This project is a demo on how to write, compile, export, and run a spark word count job via spark scala with a docker container. In this version of WordCount, the goal is to learn the distribution of letters in the most popular words in a file.
Install docker
On linux:
STEP 1)
$ cd spark-scala-word-count
STEP 2) docker build
$ docker build . -t spark_env
STEP 3) ONE COMMAND : run the docker env and sbt compile and sbt run and assembly once
$ docker run --mount \
type=bind,\
source="$(pwd)"/.,\
target=/spark-word-count \
-i -t spark_env \
/bin/bash -c "cd ../spark-word-count && sbt clean compile && sbt run && sbt assembly && spark-submit /spark-word-count/target/scala-2.11/spark-scala-word-count-assembly-1.0.jar"

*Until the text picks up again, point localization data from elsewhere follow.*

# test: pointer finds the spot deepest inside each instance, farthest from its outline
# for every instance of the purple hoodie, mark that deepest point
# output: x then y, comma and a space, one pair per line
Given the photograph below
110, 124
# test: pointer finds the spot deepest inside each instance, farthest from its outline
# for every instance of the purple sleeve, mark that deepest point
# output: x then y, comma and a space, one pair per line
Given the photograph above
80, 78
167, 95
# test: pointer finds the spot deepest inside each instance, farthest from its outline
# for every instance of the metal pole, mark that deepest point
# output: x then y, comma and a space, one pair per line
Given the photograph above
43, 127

For windows: Open project folder in the cmd and run:
$ docker build . -t spark_env
$ docker run --mount \
type=bind,\
source="$(pwd)"/.,\
target=/spark-word-count \
-i -t spark_env \
/bin/bash -c "cd ../spark-word-count && sbt clean compile && sbt run && sbt assembly && spark-submit /spark-word-count/target/scala-2.11/spark-scala-word-count-assembly-1.0.jar"